Henry Owens, After Liberation
date unknown

“My Dear Sister Rene,
…Well! Rene, everything seems topsy-turvy in this mad old world, and yet life is sweet. Oh! What lessons we can learn from this trouble if we try, but do we try? Is selfishness, conceit and greed to dominate our future. I hope with all my heart not. Let us try at least to build a new world, a world of happiness instead of horror. It can be done if we have the courage, and can anyone doubt the courage of the present generation?“ - Henry Owens

For many years I would contemplate the question of why the 51st Highland Division had been left to its fate, with no attempt at evacuating it.

Historian Saul David suggests one possible answer in his book “Churchill's Sacrifice of the Highland Division”. In it, he suggests that, in the days leading up to the capture of the division in Normandy on June 12th 1940 (eight days after Dunkirk), the British government was told repeatedly by senior officers that the Highlanders' presence in France could have no military value.
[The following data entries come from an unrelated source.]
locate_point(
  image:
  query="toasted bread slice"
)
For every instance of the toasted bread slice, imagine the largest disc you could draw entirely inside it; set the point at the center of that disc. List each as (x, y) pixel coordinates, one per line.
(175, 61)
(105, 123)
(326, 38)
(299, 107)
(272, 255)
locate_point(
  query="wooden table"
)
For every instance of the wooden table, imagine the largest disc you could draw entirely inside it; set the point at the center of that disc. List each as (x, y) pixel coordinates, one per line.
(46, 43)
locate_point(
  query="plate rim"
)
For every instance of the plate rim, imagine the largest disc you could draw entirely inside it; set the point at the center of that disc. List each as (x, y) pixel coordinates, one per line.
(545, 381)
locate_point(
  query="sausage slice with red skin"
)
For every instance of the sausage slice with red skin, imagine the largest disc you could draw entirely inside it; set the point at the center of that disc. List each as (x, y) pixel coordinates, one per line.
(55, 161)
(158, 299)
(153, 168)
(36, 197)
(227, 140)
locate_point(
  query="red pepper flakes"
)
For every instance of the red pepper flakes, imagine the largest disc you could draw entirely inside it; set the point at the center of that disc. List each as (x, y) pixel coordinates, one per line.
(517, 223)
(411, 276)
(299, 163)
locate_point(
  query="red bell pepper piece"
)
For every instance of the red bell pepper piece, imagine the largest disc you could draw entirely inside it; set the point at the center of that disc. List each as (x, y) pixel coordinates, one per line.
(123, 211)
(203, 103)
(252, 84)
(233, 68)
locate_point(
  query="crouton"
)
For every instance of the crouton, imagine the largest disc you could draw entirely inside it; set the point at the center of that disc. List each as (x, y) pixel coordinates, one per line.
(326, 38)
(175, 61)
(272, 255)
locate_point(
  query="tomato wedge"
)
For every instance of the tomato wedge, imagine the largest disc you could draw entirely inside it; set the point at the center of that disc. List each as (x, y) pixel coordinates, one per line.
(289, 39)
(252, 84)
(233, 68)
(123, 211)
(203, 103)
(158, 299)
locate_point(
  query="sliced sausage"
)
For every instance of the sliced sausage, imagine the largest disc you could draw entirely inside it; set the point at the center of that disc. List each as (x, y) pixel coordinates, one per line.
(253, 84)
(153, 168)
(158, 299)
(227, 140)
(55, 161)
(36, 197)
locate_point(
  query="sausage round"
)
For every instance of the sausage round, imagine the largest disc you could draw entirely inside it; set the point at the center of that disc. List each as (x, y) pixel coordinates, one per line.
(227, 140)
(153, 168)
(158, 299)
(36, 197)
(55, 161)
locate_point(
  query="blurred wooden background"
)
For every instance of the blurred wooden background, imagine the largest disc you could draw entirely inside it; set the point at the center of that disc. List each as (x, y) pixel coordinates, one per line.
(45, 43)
The senior military liaison officer in France, Marshall Cornwall, warned again and again that the Highland Division was in grave danger.
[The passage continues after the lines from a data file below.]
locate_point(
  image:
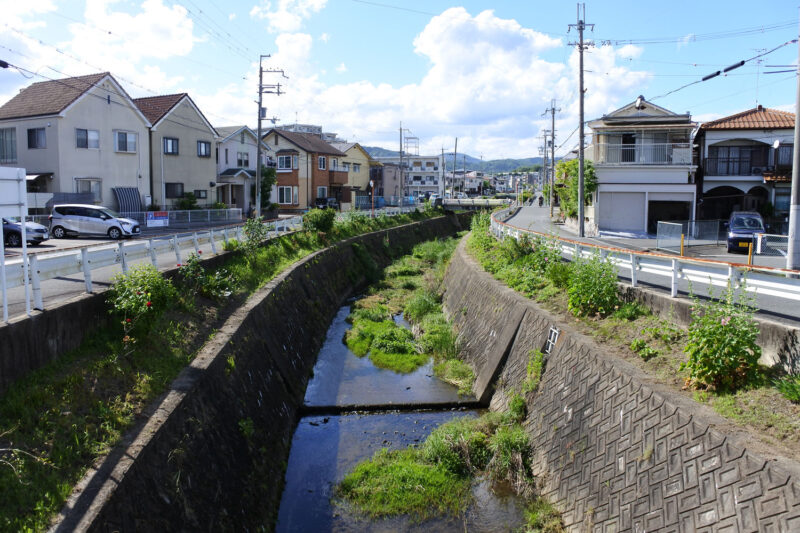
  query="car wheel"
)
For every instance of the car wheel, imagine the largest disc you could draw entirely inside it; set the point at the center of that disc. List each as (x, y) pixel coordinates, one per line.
(13, 240)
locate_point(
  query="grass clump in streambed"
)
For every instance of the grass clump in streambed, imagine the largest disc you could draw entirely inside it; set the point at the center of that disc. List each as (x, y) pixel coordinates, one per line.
(411, 286)
(435, 478)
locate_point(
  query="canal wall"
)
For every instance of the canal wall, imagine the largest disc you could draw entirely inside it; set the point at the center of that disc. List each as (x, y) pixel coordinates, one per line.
(210, 454)
(615, 451)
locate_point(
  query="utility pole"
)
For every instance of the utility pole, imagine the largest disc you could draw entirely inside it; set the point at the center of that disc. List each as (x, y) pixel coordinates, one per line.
(581, 25)
(263, 89)
(793, 248)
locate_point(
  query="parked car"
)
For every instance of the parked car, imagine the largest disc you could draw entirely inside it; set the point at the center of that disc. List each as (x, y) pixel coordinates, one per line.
(742, 228)
(79, 219)
(35, 233)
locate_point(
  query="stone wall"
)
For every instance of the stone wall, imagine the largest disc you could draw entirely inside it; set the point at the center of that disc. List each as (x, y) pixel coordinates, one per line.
(615, 451)
(210, 454)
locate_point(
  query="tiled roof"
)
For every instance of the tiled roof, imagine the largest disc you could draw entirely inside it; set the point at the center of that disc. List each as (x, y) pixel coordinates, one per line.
(48, 97)
(309, 142)
(155, 107)
(758, 118)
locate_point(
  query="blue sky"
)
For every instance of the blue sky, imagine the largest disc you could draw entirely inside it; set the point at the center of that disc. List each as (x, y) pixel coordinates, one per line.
(480, 71)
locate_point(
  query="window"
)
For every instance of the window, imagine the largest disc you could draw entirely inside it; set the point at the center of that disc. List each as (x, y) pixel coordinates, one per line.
(125, 141)
(284, 162)
(8, 145)
(284, 195)
(87, 138)
(91, 186)
(170, 145)
(174, 190)
(203, 148)
(36, 138)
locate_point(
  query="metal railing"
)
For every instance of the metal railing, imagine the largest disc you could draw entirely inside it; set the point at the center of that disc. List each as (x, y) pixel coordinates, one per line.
(32, 269)
(776, 282)
(644, 154)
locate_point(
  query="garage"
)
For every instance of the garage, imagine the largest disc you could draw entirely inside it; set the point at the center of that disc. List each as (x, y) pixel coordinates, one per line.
(621, 211)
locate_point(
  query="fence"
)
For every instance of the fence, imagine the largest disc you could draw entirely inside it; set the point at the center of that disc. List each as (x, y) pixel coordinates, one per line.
(695, 233)
(777, 282)
(32, 269)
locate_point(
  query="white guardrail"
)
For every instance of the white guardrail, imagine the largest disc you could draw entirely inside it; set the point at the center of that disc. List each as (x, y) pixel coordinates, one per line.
(42, 266)
(777, 282)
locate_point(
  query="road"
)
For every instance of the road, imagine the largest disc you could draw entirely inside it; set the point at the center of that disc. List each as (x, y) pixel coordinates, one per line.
(538, 219)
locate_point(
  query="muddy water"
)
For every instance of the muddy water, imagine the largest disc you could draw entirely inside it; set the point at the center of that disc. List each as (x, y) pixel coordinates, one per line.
(326, 448)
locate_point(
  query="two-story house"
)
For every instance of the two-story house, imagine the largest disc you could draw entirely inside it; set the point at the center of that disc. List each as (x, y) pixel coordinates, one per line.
(236, 154)
(80, 139)
(182, 146)
(642, 156)
(745, 162)
(357, 165)
(308, 168)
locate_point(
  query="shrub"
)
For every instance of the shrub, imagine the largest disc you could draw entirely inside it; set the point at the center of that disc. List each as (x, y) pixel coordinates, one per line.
(319, 220)
(593, 289)
(721, 346)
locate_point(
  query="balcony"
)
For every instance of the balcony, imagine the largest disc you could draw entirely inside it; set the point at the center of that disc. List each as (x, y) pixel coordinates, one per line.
(643, 154)
(338, 177)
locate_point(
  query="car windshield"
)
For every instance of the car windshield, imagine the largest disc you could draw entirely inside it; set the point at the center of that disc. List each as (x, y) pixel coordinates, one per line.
(748, 223)
(111, 213)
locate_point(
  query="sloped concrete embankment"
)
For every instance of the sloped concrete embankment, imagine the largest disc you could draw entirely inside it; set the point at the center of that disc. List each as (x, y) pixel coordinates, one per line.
(613, 450)
(210, 455)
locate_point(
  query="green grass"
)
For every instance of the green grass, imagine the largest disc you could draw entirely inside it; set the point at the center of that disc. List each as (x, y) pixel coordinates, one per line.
(63, 417)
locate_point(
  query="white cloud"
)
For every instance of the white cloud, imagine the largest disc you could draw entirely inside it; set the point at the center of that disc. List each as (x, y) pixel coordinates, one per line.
(286, 15)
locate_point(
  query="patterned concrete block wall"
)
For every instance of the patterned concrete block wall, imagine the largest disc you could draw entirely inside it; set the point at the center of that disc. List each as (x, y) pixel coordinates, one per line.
(613, 451)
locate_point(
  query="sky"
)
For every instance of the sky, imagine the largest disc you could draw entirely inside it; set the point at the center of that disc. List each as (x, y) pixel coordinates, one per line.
(482, 72)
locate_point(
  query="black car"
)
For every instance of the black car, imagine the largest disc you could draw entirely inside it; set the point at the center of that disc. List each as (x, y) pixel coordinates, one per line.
(743, 226)
(12, 232)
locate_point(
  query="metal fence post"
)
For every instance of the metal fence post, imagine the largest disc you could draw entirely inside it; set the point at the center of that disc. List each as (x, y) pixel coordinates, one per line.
(152, 253)
(87, 270)
(673, 292)
(36, 282)
(177, 249)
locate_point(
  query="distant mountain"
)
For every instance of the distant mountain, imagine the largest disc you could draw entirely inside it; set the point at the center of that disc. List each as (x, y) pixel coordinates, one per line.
(471, 163)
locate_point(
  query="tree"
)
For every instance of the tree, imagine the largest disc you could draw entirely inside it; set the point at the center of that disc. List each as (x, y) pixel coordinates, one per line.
(567, 185)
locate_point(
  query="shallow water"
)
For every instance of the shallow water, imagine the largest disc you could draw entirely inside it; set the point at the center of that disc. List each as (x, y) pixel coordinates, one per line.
(325, 448)
(343, 378)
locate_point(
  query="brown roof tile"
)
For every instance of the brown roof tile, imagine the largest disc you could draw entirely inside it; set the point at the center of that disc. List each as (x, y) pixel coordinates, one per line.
(48, 97)
(759, 118)
(309, 142)
(155, 107)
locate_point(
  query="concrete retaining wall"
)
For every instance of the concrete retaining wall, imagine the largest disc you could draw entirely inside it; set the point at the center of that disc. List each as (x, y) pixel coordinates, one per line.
(210, 455)
(615, 451)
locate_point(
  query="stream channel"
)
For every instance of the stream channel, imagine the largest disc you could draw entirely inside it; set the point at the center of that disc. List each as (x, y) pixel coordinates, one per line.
(355, 409)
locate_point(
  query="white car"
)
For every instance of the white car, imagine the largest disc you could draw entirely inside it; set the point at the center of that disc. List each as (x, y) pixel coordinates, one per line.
(81, 219)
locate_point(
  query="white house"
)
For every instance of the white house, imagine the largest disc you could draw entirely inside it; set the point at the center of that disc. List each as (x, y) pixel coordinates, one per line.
(642, 156)
(80, 139)
(745, 161)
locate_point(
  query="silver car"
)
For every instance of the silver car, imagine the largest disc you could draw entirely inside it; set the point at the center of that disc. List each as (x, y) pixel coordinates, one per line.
(80, 219)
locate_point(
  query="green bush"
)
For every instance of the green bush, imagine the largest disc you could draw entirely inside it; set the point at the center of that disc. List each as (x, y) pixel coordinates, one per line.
(319, 220)
(140, 296)
(721, 346)
(593, 287)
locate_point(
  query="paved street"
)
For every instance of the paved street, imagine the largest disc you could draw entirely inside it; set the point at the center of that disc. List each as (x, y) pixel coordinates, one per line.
(538, 219)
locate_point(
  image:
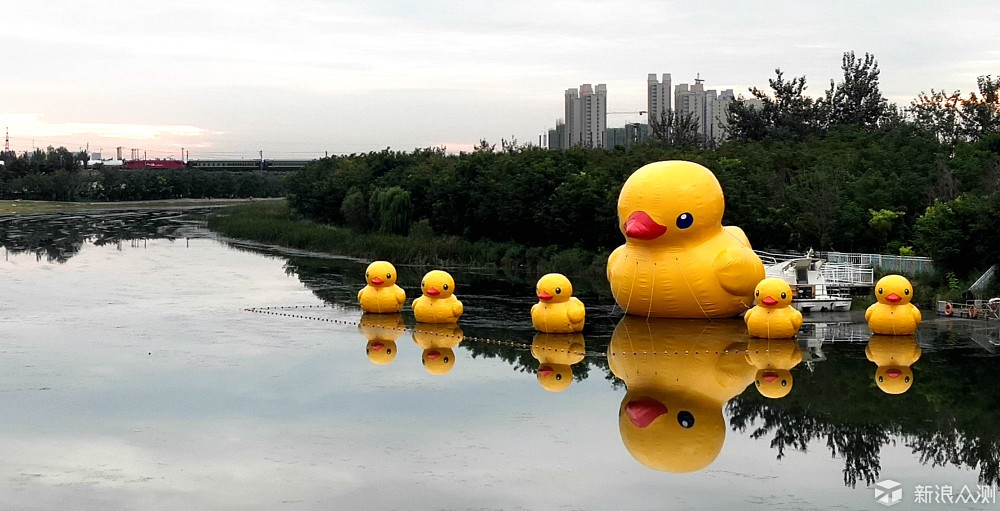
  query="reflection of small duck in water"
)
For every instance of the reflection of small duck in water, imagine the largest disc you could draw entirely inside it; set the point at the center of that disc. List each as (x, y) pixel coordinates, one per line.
(556, 353)
(437, 303)
(381, 330)
(773, 317)
(893, 314)
(894, 355)
(381, 294)
(438, 342)
(679, 375)
(774, 360)
(557, 310)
Saul David suggests these warnings appear to have been ignored because Churchill was desperately trying to keep France (his one remaining ally) in the war. This gamble failed.

The soldiers of the 51st (Highland) Division paid a heavy price with more than 10,000 taken prisoner at St. Valéry. With the further 1,000 or so taken on the Somme and in the Saar, a total of over 11,000 soldiers of the Division were marched into 5 long years of captivity.

Fatal casualties among the Highland Infantry alone were over 1,000 with more than four times that number wounded. (ref. Saul David: “Churchill's Sacrifice of the Highland Division”. )

To add insult to injury, Churchill's deputy Prime Minister Clement Attlee, said, when questioned in the House of Commons about the Death Marches, that they were “largely illusory”.

The Long March of 1945 was one of extreme cold, starvation, dysentery, gangrene, lice and frostbite. The memories of those marches, together with the conditions we endured as prisoners of war will remain with me to the end of my days.